Why Can’t You Just Control Your Drinking?

We interrupt this series on Healthy Relationships to bring you a bulletin. This just in: heavy alcohol use can interfere with relationships!

“I don’t want to stop drinking. I want to drink moderately, like two or three beers a night. If I do that I can get my wife/girlfriend/husband/boss off my back. I think if I just stick to beer, maybe wine when we go out to eat, I’ll be okay. It’s the hard stuff that’s a problem.” “Or maybe I could drink beer during the week, and the other stuff, just one or two…maybe three drinks, on weekends.”

This is the wish of every alcoholic: to drink like a “normal” person. If alcohol has caused a problem in your life, a legal, health, job or family problem, why would you want to drink more of it? Is that seductive liquid, alcohol, so important that you are willing to risk another DUI and probable jail time? Or is the price of your drinking just a disappointed wife and another night passed out in front of the television? I know, you’re just tired after a tough day. You deserve a drink. Right! You have not had “a drink” in a very long time.

Choosing alcohol over your family makes some very clear statements, ones that are devastating to spouse and children. It says that the alcohol is more important than they are. Want to argue that? If you are alcoholic, of course you do; alcoholics spend a lot of time and energy justifying and defending their drinking. If your spouse’s request that you stop drinking or your children’s hurt and disgusted looks are important to you, pay attention and put them ahead of your precious alcohol. If you don’t like being awake (un-passed out) during the evening, don’t like being sober and emotionally present, give yourself a break and get help. The need for a drink, even just a beer, to provide you with comfort in your own skin just might signify a little problem. You think? Consider “taking a few months off” from drinking…hmmm…just do it to lose weight…there’s an idea. New cure for obesity: stop ingesting thousands of calories of alcohol.

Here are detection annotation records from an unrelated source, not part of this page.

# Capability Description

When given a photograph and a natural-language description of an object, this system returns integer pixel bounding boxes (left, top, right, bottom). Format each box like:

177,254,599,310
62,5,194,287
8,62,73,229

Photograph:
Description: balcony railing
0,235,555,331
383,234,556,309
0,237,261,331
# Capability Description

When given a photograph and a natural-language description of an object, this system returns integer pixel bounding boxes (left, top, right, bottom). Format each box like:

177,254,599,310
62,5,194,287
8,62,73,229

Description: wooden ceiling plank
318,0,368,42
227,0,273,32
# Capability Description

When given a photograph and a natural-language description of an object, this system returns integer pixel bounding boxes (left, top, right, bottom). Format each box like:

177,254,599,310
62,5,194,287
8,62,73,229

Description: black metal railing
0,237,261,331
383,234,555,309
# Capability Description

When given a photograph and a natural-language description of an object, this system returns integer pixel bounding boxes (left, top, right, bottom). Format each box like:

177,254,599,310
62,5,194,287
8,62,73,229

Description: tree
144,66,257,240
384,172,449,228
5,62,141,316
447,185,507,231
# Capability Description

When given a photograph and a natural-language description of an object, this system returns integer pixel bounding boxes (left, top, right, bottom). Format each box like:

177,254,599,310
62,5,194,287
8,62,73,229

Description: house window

Hint #1: if you are not alcoholic, it is no problem to not drink alcohol. Non-alcoholics do not have to “control” their drinking; they can take it or leave it. Real alcoholics CANNOT consistently drink moderately. Period.

Hint #2: If you cannot stop drinking and stay stopped, you deserve help. Find a therapist who actually knows something about alcoholism recovery, not one who will try to “teach” you to “control” your drinking. Normal drinkers do not have to control their drinking. If you are not a normal drinker, or a non-drinker, you are a problem drinker and you deserve recovery. Drop in at a 12 step support group…it’s free. You have nothing to lose.

Hint # 3: When/if you stop drinking, lots of feelings will come up. You will have to find a way to deal with them.

One three part definition of alcoholism goes like this:

  1. Compulsive Use
  2. Inability to Control the Amount Used
  3. Continued Use in Spite of Adverse Consequences

(For an expansion of these three points, see the article Addiction.)

More simply put, if alcohol is causing a problem in your life, you probably have a problem with alcohol and could probably call yourself alcoholic.

If alcohol is not causing a problem, if you can take it or leave it (not substituting alcohol in pill form like Xanax and other benzodiazepines, smoking your alcohol in the form of favorite herb marijuana, or snorting something, shooting up, or using transdermal patches of Fentanyl), then you are probably not alcoholic. Remember, an alcoholic is just an alcohol addict and addicts are able to substitute one drug for another.

What have you got to lose if you actually try living alcohol and drug free…just for a while?